Der auf Betreiben der Eisenstädter Anklagebehörde erlassene Europäische Haftbefehl würde an sich die Überstellung der Verdächtigen indizieren, meinte Behördensprecherin Verena Strnad. Die Auslieferung wäre "grundsätzlich Sinn des Europäischen Haftbefehls". Die ungarischen Behörden müssten prüfen, ob dem auch entsprochen wird. Formal wird von der Staatsanwaltschaft derzeit wegen Schlepperei, vorsätzlicher Gemeingefährdung mit Todesfolge und Mordverdachts ermittelt - "in alle Richtung", wie Strnad betonte.
In der burgenländischen Polizeizentrale in Eisenstadt laufen indes die Telefone heiß: Menschen suchen ihre Verwandten, wollen wissen, ob sie unter den Toten sind. Daher wurde eine Krisen-Hotline eingerichtet (05/913310–3333).
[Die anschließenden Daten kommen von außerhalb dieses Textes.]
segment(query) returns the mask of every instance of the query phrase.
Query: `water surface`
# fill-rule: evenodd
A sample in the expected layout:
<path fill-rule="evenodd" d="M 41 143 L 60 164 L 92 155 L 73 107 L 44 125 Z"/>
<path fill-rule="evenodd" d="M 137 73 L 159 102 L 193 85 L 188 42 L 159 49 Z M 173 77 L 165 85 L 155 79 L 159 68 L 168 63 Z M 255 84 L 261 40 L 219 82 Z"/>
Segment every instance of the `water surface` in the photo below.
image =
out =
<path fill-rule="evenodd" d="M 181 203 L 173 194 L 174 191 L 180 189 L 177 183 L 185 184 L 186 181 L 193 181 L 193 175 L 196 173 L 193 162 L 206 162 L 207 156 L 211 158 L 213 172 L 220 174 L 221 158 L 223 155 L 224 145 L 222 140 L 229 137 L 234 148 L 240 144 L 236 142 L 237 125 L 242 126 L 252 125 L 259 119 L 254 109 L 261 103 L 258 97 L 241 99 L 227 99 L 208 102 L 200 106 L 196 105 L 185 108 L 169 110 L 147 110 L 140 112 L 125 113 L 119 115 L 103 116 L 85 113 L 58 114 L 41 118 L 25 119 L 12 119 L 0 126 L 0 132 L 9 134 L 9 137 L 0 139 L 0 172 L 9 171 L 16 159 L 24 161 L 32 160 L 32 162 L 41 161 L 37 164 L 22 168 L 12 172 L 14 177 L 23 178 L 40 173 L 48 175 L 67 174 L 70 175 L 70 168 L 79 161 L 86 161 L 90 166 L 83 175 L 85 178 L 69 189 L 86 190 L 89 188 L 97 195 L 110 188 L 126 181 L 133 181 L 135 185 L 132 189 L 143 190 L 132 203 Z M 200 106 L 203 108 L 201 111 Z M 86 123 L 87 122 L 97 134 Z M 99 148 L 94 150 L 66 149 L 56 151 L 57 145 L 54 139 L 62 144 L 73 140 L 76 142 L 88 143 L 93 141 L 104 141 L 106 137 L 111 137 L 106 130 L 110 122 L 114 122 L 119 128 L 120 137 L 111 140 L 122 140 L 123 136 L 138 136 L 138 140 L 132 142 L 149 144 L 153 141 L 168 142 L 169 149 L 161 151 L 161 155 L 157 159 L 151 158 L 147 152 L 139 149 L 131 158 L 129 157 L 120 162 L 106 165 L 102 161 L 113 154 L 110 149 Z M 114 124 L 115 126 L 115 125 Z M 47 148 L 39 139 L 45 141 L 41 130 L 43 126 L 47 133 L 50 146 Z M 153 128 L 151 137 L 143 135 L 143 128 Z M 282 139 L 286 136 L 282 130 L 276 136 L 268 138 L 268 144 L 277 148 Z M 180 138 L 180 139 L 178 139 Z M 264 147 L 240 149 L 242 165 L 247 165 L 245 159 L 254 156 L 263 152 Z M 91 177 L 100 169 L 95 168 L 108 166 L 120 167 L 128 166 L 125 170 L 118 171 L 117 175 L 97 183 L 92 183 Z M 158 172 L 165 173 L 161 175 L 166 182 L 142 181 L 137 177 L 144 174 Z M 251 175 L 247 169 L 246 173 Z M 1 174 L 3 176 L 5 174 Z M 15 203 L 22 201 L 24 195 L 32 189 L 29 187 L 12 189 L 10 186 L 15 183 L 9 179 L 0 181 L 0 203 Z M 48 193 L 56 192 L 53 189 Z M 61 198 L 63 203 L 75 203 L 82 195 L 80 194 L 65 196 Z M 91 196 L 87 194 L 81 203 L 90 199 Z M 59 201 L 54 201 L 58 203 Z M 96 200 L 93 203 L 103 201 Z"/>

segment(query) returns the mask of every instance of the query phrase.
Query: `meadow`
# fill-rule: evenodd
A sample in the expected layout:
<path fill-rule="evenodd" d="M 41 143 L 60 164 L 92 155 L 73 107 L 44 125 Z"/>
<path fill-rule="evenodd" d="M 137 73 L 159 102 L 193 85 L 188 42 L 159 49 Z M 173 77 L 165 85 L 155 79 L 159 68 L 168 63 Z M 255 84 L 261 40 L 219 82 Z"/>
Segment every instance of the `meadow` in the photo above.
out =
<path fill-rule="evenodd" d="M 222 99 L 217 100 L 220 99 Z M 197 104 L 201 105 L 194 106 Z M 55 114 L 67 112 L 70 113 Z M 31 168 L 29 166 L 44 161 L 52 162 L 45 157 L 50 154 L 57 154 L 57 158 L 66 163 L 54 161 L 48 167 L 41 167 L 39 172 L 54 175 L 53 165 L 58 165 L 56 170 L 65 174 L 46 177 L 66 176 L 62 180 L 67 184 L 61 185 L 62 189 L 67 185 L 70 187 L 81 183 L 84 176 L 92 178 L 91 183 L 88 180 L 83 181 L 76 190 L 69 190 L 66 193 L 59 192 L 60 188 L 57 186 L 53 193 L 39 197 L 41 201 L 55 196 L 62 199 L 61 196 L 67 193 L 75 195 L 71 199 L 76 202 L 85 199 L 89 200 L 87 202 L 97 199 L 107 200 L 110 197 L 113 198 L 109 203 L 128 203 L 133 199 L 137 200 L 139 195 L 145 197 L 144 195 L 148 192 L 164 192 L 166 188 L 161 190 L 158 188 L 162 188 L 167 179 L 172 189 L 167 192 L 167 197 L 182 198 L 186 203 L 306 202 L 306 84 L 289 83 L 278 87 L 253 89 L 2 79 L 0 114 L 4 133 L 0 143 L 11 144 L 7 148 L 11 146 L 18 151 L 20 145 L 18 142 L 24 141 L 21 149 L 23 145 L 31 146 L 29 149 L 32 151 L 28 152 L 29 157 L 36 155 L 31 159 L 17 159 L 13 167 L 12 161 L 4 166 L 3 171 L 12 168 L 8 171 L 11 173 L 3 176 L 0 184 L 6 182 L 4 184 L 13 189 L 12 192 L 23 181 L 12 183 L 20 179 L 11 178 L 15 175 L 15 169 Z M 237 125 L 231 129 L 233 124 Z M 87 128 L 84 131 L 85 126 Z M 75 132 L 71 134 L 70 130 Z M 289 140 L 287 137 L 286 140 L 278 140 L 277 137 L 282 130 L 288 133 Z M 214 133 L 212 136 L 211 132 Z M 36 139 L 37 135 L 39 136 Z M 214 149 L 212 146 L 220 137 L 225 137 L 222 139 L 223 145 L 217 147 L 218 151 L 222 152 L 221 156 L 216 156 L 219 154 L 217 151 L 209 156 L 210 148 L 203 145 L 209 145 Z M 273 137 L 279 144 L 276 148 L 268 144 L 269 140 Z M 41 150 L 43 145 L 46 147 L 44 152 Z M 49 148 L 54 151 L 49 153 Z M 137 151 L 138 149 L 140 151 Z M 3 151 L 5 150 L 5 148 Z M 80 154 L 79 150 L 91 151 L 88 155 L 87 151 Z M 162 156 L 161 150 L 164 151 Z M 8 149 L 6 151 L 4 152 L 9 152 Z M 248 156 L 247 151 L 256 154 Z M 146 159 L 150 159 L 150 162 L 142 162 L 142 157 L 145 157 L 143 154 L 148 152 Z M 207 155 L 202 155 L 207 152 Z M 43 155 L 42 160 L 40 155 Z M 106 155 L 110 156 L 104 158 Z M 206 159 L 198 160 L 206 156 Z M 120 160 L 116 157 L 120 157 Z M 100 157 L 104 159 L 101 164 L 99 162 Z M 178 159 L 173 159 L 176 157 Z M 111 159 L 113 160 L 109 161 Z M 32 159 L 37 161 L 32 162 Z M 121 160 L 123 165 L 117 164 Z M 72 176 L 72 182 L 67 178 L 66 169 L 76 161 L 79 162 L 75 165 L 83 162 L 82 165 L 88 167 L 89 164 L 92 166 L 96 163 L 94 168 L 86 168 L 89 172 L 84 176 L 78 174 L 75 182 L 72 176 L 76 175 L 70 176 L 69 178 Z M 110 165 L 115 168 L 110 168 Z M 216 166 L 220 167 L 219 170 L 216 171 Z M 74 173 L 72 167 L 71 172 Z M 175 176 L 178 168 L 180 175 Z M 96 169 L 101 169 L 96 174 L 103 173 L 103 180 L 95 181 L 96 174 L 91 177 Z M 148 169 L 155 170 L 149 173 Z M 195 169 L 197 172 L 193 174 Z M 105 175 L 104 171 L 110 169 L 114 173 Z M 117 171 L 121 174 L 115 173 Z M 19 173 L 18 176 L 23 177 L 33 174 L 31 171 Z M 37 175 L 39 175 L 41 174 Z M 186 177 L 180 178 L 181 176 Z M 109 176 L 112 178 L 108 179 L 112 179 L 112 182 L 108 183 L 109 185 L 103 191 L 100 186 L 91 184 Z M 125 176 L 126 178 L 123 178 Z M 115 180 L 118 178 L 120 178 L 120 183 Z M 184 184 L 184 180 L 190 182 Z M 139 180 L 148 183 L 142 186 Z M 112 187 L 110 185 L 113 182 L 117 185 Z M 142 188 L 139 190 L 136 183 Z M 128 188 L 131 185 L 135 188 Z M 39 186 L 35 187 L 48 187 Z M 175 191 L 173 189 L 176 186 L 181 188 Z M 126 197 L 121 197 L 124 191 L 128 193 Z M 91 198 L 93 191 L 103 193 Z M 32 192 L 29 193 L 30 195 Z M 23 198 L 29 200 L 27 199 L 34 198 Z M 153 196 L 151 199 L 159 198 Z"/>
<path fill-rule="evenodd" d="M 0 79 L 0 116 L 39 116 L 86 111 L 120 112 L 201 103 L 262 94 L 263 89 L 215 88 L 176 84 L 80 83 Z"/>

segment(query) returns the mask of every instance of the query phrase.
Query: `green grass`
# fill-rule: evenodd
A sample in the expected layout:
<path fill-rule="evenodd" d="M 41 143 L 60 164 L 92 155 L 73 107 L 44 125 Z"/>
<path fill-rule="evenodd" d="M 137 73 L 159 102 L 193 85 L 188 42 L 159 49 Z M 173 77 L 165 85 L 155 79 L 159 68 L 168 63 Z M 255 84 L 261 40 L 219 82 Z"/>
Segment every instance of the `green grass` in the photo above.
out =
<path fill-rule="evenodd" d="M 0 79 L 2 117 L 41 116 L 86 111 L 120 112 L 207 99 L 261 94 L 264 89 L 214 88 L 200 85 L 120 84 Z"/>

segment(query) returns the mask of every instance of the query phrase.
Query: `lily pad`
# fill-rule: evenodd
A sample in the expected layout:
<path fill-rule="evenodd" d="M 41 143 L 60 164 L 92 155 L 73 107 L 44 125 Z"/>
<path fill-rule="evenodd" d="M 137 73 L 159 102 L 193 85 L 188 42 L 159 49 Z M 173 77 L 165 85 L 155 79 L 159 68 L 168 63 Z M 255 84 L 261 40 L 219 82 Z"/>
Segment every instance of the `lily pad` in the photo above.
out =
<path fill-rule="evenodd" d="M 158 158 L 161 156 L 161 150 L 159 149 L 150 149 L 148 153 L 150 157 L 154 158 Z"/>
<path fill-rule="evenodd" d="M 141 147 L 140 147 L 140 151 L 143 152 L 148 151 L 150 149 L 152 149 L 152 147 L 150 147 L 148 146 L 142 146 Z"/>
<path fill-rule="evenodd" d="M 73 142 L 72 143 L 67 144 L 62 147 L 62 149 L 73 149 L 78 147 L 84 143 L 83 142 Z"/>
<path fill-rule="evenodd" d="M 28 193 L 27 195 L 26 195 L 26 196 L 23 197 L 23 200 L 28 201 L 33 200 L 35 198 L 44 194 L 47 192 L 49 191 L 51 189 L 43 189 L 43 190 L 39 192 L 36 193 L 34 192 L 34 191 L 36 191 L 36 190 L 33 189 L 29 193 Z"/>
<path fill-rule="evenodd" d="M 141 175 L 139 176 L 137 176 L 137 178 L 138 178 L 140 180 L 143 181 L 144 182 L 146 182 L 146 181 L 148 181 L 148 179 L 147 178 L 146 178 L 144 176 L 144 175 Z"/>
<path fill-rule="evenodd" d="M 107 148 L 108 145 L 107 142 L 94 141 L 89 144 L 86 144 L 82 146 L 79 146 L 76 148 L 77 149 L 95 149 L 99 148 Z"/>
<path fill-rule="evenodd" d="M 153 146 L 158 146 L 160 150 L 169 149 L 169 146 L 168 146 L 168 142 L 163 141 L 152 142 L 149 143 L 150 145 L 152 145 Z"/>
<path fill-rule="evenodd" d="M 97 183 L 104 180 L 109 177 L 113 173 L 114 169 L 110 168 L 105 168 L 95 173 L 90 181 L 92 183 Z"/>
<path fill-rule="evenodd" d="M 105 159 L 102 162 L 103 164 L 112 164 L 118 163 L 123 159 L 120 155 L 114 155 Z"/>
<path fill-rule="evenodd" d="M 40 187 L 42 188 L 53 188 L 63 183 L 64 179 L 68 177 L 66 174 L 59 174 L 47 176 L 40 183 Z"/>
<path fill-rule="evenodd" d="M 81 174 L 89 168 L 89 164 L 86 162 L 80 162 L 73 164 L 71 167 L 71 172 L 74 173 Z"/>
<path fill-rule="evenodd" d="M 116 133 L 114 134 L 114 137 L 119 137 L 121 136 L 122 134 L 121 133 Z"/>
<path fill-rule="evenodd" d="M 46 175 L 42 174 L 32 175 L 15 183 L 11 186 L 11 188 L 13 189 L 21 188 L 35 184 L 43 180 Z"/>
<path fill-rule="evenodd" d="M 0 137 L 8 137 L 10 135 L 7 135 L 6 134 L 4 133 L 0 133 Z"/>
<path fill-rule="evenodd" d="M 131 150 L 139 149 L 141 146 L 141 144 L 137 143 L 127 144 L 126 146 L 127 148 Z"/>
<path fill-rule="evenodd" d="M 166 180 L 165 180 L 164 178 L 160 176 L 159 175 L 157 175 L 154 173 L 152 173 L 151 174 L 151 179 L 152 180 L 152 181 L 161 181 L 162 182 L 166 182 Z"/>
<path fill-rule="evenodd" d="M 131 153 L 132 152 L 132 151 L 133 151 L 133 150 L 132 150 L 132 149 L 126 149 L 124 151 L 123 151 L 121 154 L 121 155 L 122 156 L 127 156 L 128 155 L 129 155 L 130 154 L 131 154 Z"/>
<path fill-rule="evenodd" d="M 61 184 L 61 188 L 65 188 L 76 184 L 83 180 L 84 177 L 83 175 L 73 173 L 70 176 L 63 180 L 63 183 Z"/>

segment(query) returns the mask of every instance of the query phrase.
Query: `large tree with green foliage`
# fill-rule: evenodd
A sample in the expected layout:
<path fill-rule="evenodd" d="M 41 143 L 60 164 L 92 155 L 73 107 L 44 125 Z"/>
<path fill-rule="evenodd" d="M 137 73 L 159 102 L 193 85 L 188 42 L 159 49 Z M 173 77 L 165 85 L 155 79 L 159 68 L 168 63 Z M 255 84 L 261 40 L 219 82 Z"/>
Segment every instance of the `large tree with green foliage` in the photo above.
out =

Laut Landespolizeidirektor Doskozil wird die Hotline zudem mit Dolmetschern besetzt, um die Anfragen möglichst professionell beantworten zu können.
Weitere Festnahmen, Dutzende Aufgriffe
Ungeachtet dessen reißt der Flüchtlingsstrom aus den Kriegsgebieten nicht ab: Am Freitag wurden einmal mehr rund 85 Personen auf der A4 ausgesetzt. Während in diesem Fall die Schlepper entkommen konnten, meldete Wien Erfolge gegen die Menschenhändler-Mafia: Binnen 16 Stunden wurden in und um die Bundeshauptstadt sieben Schlepper aus dem Verkehr gezogen. Bei einer Festnahme in Wien-Leopoldstadt musste die alarmierte Polizei mehrere Warnschüsse abgeben, bevor sich der Verdächtige widerwillig die Handschellen anlegen ließ – er verletzte zwei uniformierte Beamte.